Cela souligne le rôle continu de l’armée à la fois dans les forces armées et dans toutes les couches
de la société en matière de réconciliation et de gestion de conflits. L’Ingando comporte également
des ateliers participatifs au sein desquels les officiers et les hommes de la RDF entrent en contact
avec les anciens officiers et les hommes appartenant à la FAR, dans le cadre d’un processus qui
dure généralement deux mois au minimum.
(§38) La stratégie de la RDF vise à mettre en place une plateforme permettant de réfléchir aux
moyens de construire un Rwanda unifié et réconcilié, fondé sur les idéaux de la Rwandanicité.

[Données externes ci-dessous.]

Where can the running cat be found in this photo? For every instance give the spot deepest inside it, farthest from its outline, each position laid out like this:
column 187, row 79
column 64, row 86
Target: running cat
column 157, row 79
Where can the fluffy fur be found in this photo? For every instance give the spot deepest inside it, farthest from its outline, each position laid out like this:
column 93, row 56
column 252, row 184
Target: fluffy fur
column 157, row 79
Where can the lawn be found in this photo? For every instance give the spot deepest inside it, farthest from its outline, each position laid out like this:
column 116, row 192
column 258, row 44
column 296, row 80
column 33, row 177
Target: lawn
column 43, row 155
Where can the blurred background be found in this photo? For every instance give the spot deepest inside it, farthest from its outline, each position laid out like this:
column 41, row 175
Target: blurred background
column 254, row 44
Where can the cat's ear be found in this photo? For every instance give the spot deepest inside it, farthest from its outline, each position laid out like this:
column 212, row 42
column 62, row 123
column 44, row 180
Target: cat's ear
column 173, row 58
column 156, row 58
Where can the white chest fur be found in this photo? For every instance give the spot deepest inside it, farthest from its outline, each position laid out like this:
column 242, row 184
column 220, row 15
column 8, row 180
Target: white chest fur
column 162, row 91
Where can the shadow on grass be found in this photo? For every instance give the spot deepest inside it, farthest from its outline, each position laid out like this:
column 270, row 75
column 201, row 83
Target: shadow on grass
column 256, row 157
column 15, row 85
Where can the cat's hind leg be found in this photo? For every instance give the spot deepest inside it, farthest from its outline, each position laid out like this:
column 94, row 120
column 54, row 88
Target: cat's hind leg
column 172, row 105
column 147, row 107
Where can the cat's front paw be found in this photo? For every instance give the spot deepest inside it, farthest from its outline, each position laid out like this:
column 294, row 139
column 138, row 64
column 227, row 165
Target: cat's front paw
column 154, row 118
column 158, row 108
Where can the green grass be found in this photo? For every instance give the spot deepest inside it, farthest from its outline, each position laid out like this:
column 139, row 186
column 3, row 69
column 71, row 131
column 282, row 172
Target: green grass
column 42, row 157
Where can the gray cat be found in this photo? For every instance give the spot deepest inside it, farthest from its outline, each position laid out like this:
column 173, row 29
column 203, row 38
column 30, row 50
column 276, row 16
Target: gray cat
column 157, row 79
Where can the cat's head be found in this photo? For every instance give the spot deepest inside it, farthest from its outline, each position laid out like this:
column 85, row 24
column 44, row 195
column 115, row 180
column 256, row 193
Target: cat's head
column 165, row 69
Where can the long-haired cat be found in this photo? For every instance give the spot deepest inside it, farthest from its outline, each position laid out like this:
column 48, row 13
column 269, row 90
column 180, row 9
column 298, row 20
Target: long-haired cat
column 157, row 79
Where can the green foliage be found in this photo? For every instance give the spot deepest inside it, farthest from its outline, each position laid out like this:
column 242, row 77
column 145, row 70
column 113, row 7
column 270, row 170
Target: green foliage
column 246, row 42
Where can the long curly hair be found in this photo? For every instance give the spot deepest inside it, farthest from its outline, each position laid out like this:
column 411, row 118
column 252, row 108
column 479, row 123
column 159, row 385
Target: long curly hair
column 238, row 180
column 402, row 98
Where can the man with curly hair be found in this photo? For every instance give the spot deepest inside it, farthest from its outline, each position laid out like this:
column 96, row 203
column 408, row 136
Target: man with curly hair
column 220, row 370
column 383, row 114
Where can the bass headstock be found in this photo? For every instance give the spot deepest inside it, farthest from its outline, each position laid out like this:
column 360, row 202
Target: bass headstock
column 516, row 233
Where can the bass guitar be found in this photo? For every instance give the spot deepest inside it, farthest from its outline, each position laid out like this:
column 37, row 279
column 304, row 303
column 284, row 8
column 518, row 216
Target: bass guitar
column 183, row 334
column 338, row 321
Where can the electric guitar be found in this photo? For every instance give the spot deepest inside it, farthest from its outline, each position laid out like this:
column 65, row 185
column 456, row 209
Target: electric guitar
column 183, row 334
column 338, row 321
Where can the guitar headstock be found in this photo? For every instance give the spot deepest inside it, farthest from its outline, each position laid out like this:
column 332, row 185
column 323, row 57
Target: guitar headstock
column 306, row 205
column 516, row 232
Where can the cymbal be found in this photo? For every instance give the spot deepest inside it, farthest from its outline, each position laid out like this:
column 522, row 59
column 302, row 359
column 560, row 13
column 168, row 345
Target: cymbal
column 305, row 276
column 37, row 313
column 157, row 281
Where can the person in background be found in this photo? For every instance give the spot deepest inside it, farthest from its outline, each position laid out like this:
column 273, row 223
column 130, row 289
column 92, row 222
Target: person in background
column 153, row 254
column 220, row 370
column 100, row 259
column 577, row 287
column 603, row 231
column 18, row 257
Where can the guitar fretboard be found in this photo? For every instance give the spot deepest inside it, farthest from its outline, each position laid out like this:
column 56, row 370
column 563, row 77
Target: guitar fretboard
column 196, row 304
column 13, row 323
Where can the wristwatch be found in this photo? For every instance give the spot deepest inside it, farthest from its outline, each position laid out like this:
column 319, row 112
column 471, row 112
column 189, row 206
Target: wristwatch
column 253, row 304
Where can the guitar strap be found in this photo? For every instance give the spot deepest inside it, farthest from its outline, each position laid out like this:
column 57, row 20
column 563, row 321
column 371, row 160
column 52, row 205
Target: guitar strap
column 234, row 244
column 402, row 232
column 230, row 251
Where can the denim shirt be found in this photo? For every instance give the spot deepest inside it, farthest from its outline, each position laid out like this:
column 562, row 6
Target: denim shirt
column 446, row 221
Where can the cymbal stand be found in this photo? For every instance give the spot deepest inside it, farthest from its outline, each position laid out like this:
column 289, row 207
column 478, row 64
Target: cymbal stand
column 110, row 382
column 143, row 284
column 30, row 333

S’inspirant des exercices participatifs de l’Ingando, la RDF a mis au point un programme
d’éducation civique destiné, notamment, à faire prendre conscience au peuple rwandais, de la
nécessité d’une réconciliation et de la reconstruction d’une société s’appuyant sur la cohésion.
L’objectif est de permettre aux participants de tirer des leçons du passé afin de bâtir un pays
réunifié et prospère. Faisant appel aux méthodes d’analyse et aux connaissances qui leurs sont
fournies, ces derniers sont à même de comprendre les événements socio-économiques et
politiques qui ont modelé le Rwanda actuel. Les participants sont encouragés à assumer des
responsabilités individuelles et collectives pour relever les défis nationaux. A travers le processus
de l’Ingando, les participants prennent peu à peu conscience que des facteurs d’union tels que
l’histoire, la langue, la culture, le patrimoine commun et les défis socio-économique du pays
représentent un terrain commun sur la base duquel les questions d'importance nationale peuvent
être résolues. L’objectif est de promouvoir une identité rwandaise qui pourra servir de base pour
l'établissement d'une paix et d'un développement durables. Les Ingandos s’adressent à l’ensemble
de la société et comptent parmi leurs rangs aussi bien des jeunes ayant suivi une formation
supérieure que des leaders d’opinion appartenant à divers niveaux de l’administration, des juges
des tribunaux traditionnels gacaca, des personnes revenues au pays, et récemment, des prisonniers
placés en liberté conditionnelle. Ainsi les personnes de retour dans le pays et les prisonniers sontils préparés pour une réintégration en douceur dans leur communauté. Dernièrement, les Ingandos
ont également été utilisés pour compléter le système des juridictions gacaca. Par exemple, avant de
comparaître devant ces tribunaux, les prisonniers en liberté conditionnelle sont orientés par
l’Ingando.
(§39) L’Ingando se veut un système de réparation et de réconciliation. Son objectif est d’apporter
aux participants des informations sur l’évolution du pays, de leur fournir un espace de discussion
sur les causes du génocide et sur le rôle qu’ils ont eux-mêmes joué dans ce dernier. Les
participants sont également encouragés à reconnaître ouvertement leurs torts et à demander
pardon devant les victimes et la communauté. Cela leur permet de se préparer à une réintégration
progressive. Il faut espérer que les informations fournies par les participants, au cours des séances
d’Ingando, sur leur rôle dans le génocide serviront à renforcer le processus juridique des gacaca.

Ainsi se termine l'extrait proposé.